Bill 16 also amends the Alberta Utilities Commission Act by expanding the mandate of the Market Surveillance Administrator (MSA) to include investigative matters, compliance and action regarding contravention of Bill 16.


In 2010, the Ontario power market began its electricity market transition from primarily coal to renewable energy sources, following which electricity prices increased significantly. In connection with this transition, Ontario implemented a cap-and-trade model — a critical component of Ontario’s Climate Change Action Plan, which was enabled by the Climate Change Mitigation and Low-carbon Economy Act. Among other things, the cap-and-trade model generates revenue for the Ontario government by enabling it to sell emissions credits. Ontario has introduced legislation that, if passed, will offset the increased rates charged to consumers on their electricity bills by approximately 25 per cent and will be financed by the revenue generated from the cap-and-trade model. However, recent projections show that such revenues may not be sufficient to cover the increased costs borne by the consumers as a result of the rising electricity prices. In the future, the Ontario government may need to seek additional funding if their objective is to insulate consumers from further increases in electricity prices.

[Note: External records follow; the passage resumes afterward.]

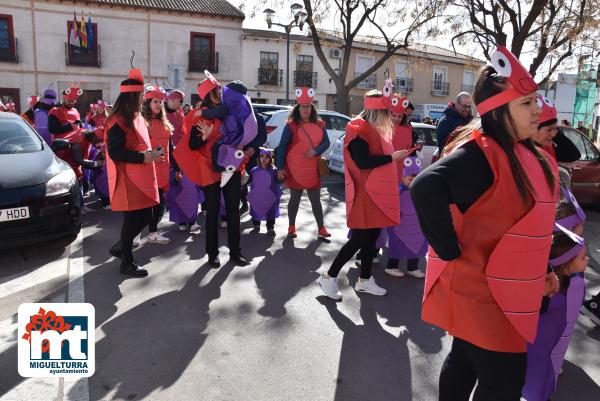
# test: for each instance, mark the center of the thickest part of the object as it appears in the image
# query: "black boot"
(132, 269)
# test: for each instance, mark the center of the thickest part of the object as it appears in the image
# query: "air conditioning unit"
(335, 53)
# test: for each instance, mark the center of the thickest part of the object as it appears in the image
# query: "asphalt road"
(262, 332)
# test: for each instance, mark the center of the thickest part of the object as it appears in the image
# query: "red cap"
(305, 95)
(206, 86)
(135, 74)
(548, 109)
(520, 81)
(33, 100)
(154, 92)
(72, 93)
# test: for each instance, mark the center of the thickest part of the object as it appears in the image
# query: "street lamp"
(299, 19)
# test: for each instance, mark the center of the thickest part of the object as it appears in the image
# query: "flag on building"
(90, 32)
(83, 33)
(74, 33)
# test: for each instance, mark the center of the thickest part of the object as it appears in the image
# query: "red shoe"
(323, 233)
(292, 232)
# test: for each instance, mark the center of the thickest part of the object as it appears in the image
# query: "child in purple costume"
(265, 192)
(406, 240)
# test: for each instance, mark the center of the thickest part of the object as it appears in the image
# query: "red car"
(585, 172)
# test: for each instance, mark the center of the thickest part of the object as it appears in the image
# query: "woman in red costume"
(372, 198)
(193, 154)
(131, 173)
(160, 131)
(303, 140)
(487, 210)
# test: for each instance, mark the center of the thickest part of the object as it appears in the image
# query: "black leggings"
(500, 376)
(363, 239)
(157, 212)
(231, 195)
(134, 222)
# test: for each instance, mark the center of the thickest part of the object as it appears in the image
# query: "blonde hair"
(380, 119)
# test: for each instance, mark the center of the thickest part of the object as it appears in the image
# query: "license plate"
(16, 213)
(337, 163)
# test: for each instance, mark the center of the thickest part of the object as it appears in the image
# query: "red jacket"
(132, 186)
(372, 197)
(491, 295)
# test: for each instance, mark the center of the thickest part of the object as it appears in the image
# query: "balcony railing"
(440, 88)
(270, 77)
(370, 82)
(468, 88)
(10, 57)
(88, 60)
(403, 84)
(197, 66)
(305, 78)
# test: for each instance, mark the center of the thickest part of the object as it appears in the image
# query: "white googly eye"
(501, 64)
(539, 102)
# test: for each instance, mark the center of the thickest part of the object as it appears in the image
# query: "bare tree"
(550, 29)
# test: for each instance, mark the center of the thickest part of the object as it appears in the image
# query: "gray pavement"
(262, 332)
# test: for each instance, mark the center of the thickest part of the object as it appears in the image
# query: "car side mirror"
(60, 144)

The pending changes to the power market in Alberta may result in similar increases to electricity prices as the Ontario power market experienced in recent years. The maximum rate imposed by Bill 16 functions as a pre-emptive measure to protect Albertans from a similar electricity price increase during the next four years. In parallel, the government is awaiting a report from the MSA identifying options for reform of the RRO more broadly, which may lead to additional changes to the RRO in Alberta. The shift away from an energy-only market was a recommendation by the Alberta Electric System Operator that was adopted by the government to support Alberta’s Climate Leadership Plan, as discussed in our May 1, 2017 Blakes Bulletin: Alberta’s Power Reform: Implications for Electricity Providers and Consumers.

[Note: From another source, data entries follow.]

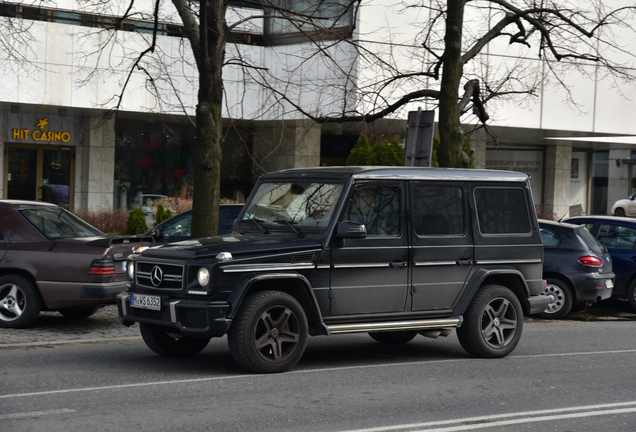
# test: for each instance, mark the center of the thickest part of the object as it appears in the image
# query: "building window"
(309, 18)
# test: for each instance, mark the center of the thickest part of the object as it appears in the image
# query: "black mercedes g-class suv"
(394, 252)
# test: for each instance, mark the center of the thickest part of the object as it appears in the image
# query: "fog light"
(203, 276)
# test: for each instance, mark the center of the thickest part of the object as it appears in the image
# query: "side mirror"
(351, 230)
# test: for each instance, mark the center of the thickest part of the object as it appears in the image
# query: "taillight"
(591, 261)
(102, 267)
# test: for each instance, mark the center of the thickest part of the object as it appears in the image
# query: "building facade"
(63, 141)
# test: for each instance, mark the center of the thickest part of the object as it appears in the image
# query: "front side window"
(502, 211)
(377, 207)
(57, 223)
(437, 210)
(296, 204)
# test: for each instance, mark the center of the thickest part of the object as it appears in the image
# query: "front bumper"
(190, 317)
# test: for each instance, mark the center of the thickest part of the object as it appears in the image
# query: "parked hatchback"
(577, 268)
(618, 235)
(51, 260)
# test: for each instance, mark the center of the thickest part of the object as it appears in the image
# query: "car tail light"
(591, 261)
(102, 267)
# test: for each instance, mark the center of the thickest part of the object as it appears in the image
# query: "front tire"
(493, 323)
(562, 300)
(631, 295)
(269, 334)
(171, 344)
(20, 302)
(393, 338)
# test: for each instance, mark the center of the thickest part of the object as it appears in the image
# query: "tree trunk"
(450, 132)
(209, 123)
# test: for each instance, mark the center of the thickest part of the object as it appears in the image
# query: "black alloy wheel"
(269, 334)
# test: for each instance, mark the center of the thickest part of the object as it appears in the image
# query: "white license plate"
(145, 301)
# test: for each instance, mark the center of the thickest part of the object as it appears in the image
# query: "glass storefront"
(158, 161)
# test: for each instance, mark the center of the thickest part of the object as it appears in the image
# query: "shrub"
(136, 222)
(110, 221)
(162, 214)
(384, 153)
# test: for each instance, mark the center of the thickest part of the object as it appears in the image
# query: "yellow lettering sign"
(40, 134)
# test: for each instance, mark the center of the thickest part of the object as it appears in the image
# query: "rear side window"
(589, 240)
(549, 237)
(502, 211)
(617, 236)
(437, 210)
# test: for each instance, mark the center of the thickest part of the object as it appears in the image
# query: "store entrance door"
(39, 173)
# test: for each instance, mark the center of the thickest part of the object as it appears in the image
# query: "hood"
(236, 244)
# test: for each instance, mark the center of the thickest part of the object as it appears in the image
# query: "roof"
(620, 219)
(404, 173)
(25, 203)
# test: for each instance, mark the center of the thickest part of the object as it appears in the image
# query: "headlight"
(203, 276)
(130, 268)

Competitive electricity retailers are not contemplated or addressed in Bill 16, despite the direct effect of the legislation on the competitive retail market. To date, electricity retailers have offered competitive fixed rate contracts, which provide protection from electricity price volatility to electricity consumers who are not on the RRO. Although Bill 16’s maximum rate for RRO customers protects buyers, a more balanced approach would have considered the electricity retailers. Bill 16 may affect the functioning of the competitive retail market and ultimately reduce consumer demand for fixed-rate contracts.